Pour sa rentrée littéraire française, Aux Forges de Vulcain a opté pour le dépaysement en nous laissant suivre
Antoine Galland, un universitaire fraîchement largué par sa femme, qui part avec ses filles dans un club de vacances égyptien, le Kloub. Sur place, une animation est proposée aux vacanciers : démasquer
Badroulboudour, incarnation humaine d'un certain idéal de beauté. Dans l'esprit de notre héros, le nom de
Badroulboudour a une tout autre résonnance. Si tout le monde connaît la Jasmine que Disney a donné comme amoureuse à son Aladdin, peu de gens se souviennent que dans le conte d'origine d'Aladin et la Lampe Merveilleuse, la princesse dont Aladin s'éprend se nomme
Badroulboudour. Mais notre
Antoine Galland est mieux placé que quiconque pour le savoir car c'est un spécialiste des Mille et une nuits puisqu'il a consacré des travaux d'étude au traducteur français de ce recueil de contes ; traducteur dont il est l'homonyme,
Antoine Galland.
Ainsi se construit le roman de Jean-Baptiste de Froment, en jeu de miroir entre l'
Antoine Galland de 2021 et l'
Antoine Galland des années 1700 qui est, on l'ignore bien souvent, le véritable auteur du conte d'Aladin dont il n'existe aucun manuscrit arabe (de la même façon, il invente aussi «
Ali-Baba et les quarante voleurs » qu'il ajoutera également aux Mille et Une Nuits).
Badroulboudour est un roman qu'on lit avec le sourire.
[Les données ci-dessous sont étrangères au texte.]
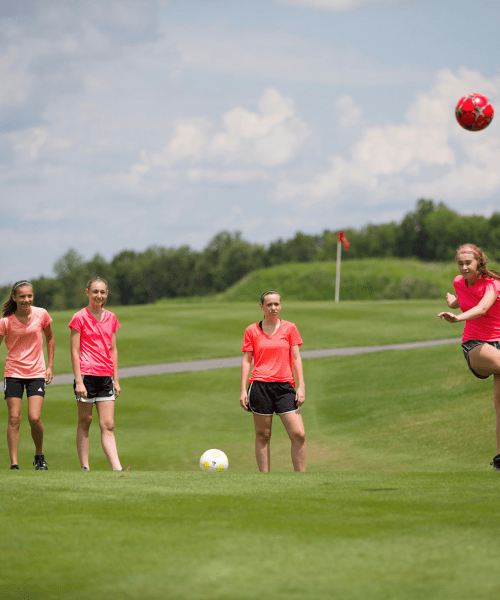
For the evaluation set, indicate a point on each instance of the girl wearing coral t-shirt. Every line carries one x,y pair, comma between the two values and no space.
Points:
23,326
273,345
478,296
95,366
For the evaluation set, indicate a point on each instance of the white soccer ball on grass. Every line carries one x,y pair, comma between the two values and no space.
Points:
214,460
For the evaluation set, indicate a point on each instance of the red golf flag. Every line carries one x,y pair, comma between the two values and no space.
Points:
344,240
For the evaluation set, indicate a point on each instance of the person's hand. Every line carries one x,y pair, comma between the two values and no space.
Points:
80,390
450,300
300,396
450,317
244,400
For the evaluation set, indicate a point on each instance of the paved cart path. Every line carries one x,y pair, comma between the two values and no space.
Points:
235,361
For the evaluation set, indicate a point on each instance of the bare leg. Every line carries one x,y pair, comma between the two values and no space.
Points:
485,360
295,428
496,395
262,441
35,404
106,412
82,432
14,408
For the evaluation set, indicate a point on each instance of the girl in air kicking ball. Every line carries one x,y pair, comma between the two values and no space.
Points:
477,291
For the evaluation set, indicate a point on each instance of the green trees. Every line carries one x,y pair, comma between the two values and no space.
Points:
431,232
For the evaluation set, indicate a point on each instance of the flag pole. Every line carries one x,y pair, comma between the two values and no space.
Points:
337,274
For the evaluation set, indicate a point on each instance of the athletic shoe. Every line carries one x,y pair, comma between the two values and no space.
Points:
39,462
496,463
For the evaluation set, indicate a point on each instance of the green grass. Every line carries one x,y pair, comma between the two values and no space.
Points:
171,331
361,279
399,500
195,536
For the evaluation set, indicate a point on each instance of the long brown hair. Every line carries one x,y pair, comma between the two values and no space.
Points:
10,307
481,258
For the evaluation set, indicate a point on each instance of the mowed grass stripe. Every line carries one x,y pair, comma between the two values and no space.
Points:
407,410
170,331
204,536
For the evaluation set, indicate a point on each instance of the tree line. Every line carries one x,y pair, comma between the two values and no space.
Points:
431,232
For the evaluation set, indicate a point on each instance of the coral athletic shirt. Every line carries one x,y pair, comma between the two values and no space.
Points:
24,343
487,327
272,354
95,341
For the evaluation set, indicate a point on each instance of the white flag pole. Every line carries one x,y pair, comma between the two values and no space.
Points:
337,275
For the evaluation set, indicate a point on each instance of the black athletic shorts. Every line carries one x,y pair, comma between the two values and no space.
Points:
268,397
98,388
467,347
14,387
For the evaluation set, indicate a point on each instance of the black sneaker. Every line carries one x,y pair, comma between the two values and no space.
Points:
39,462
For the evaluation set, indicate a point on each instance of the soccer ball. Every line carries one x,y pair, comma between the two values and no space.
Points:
474,112
214,460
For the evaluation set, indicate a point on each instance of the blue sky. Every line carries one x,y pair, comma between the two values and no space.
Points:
128,123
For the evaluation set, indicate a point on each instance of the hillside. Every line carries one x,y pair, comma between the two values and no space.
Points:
362,279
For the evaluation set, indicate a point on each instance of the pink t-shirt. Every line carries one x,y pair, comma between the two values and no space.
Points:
24,343
487,327
95,341
272,355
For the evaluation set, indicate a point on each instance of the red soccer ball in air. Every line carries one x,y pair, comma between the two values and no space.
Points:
474,112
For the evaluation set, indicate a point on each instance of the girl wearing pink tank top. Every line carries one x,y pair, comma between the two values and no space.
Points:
478,296
273,347
23,327
94,357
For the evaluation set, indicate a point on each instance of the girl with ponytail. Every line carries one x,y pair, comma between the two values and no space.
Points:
477,291
23,326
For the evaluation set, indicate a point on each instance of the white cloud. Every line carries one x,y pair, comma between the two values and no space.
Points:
429,155
349,115
16,84
341,5
281,56
245,145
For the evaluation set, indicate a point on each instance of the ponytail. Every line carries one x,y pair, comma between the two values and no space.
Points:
481,258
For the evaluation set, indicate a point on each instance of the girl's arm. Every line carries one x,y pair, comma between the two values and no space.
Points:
479,310
452,301
51,344
114,356
246,363
80,389
297,365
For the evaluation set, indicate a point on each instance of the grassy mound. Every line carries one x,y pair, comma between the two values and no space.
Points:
398,502
363,279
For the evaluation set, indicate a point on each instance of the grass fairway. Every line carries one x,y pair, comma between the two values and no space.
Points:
171,331
399,501
193,536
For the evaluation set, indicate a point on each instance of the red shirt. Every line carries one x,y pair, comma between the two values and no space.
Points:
95,341
487,327
25,344
272,354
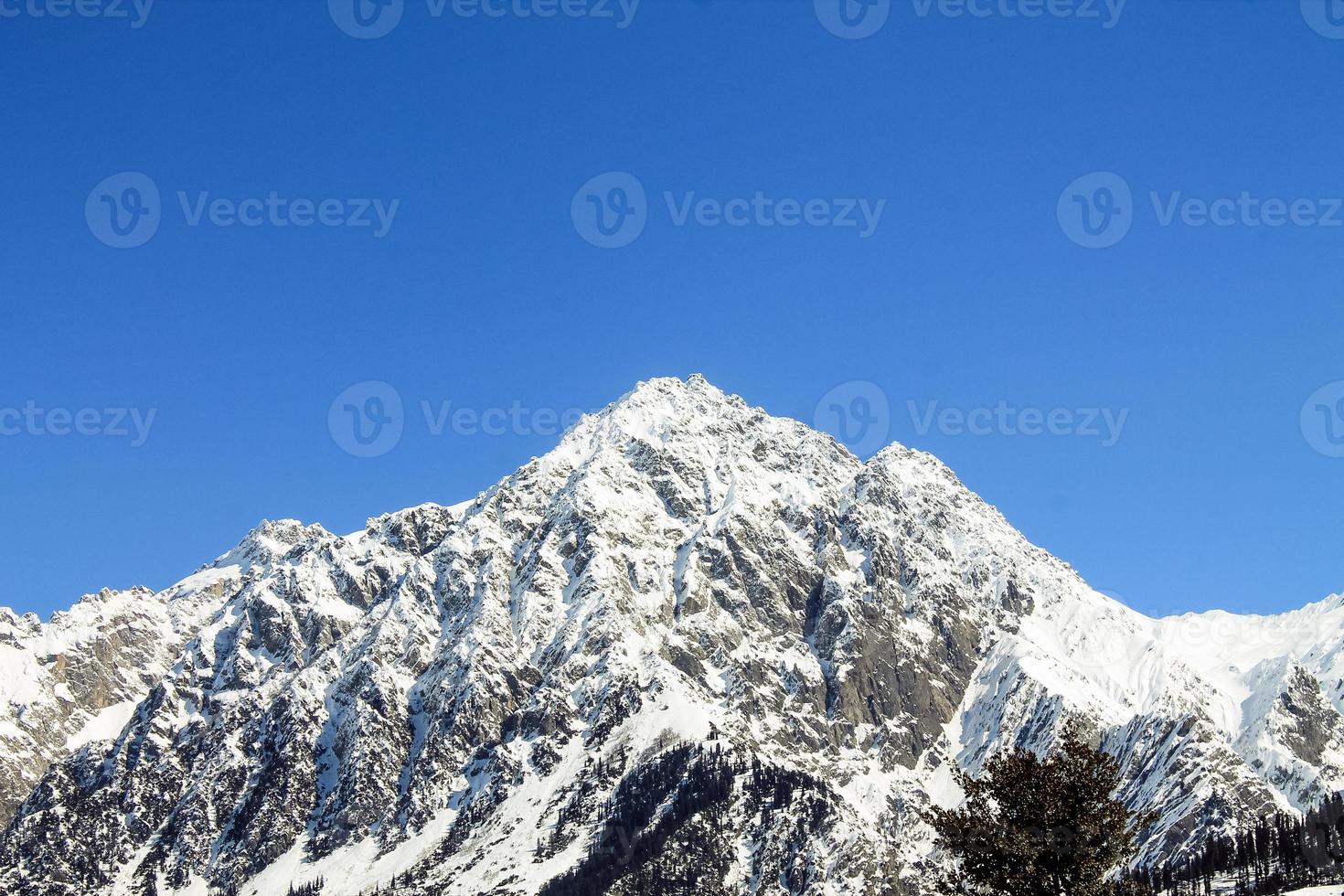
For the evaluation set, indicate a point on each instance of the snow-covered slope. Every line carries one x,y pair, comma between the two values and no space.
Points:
692,644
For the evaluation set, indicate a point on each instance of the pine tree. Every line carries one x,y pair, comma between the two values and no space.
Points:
1037,827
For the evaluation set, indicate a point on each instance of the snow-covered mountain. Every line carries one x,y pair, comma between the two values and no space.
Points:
692,649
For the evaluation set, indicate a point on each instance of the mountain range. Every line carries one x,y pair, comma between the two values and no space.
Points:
694,649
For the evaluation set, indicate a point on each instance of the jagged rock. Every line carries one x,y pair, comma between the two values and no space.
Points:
692,647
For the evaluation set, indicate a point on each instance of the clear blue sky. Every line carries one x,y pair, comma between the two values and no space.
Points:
485,293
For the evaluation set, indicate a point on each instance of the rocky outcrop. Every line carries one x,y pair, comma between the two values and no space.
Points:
689,617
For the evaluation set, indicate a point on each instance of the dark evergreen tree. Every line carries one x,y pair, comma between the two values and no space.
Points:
1040,827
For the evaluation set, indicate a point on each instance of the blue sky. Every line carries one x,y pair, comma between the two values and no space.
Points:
966,294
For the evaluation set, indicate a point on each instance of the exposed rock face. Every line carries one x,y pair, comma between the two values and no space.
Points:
689,617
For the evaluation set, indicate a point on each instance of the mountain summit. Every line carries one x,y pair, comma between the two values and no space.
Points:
692,649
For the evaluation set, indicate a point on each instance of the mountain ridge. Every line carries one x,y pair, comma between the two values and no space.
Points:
449,693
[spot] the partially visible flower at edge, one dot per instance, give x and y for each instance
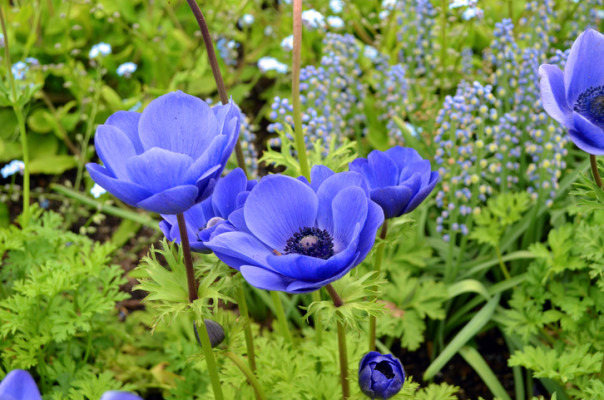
(575, 97)
(399, 179)
(12, 168)
(203, 218)
(296, 237)
(167, 158)
(380, 376)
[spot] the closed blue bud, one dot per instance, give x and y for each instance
(168, 158)
(399, 179)
(296, 237)
(380, 376)
(575, 97)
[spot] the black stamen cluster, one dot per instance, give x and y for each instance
(313, 242)
(590, 104)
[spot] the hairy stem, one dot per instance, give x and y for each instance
(247, 329)
(207, 40)
(184, 241)
(249, 374)
(377, 266)
(296, 61)
(281, 318)
(594, 171)
(343, 351)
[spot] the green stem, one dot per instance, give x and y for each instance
(296, 61)
(504, 269)
(247, 329)
(249, 374)
(281, 318)
(206, 347)
(186, 248)
(594, 171)
(343, 351)
(377, 266)
(316, 296)
(207, 40)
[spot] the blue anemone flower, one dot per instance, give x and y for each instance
(19, 385)
(296, 237)
(399, 179)
(168, 158)
(575, 97)
(380, 376)
(203, 218)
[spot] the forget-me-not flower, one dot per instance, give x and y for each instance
(575, 97)
(295, 236)
(168, 158)
(126, 69)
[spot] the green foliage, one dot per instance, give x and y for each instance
(57, 306)
(336, 158)
(501, 212)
Notre Antoine, intello un peu paumé, en quête d'amour, est d'une maladresse touchante dans cet univers de Club où l'on s'accueille, par exemple, en se roulant des pelles. le décalage est savoureux. On comprend assez rapidement que le projecteur qu'allume JB de Froment pour mettre en lumière les deux
Antoine Galland donne à ce voile d'apparence sérieuse aux motifs universitaires et lettrés des reflets de dérision voire d'absurde qui font tout le sel du roman. La scène de Top Ecrivain, émission à mi-chemin entre une Star Ac et un The Voice de la littérature, en est l'un des exemples : s'y affrontent, dans une intéressante réflexion sur l'acte d'écriture, les partisans de la technique et les défenseurs de l'émotion.
Badroulboudour est un roman qu'on lit avec curiosité. J'ignorais tout de l'
Antoine Galland historique et la découverte du personnage est captivante, que ce soit dans la narration du contexte de la naissance d'Aladin et la Lampe Merveilleuse ou dans ce qui fait de lui l'un des piliers du pont que J.-B. de Froment fait avec notre époque. Pont sur lequel trottinent allègrement l'orientalisme et sa cariole de clichés qu'il sème jusqu'au pilier du XXIème siècle. Cela réjouit les uns, révulse les autres ; là encore, il y a matière à réfléchir.
On l'a compris,
Jean-Baptiste de Froment conjugue humour et esprit dans ce roman qui, sous le soleil d'Orient, abrite une histoire d'amours ; amour conjugal, amour des lettres, amour patriote, sont quelques-unes des facettes de ce petit bijou littéraire qui, sous sa naïveté de façade, offre plusieurs niveaux de lecture. Si dans leur cahier des charges, les éditions Aux Forges de Vulcain « espèrent plaire et instruire », on peut raisonnablement penser que pour cette Rentrée, le pari est tenu. Haut la main.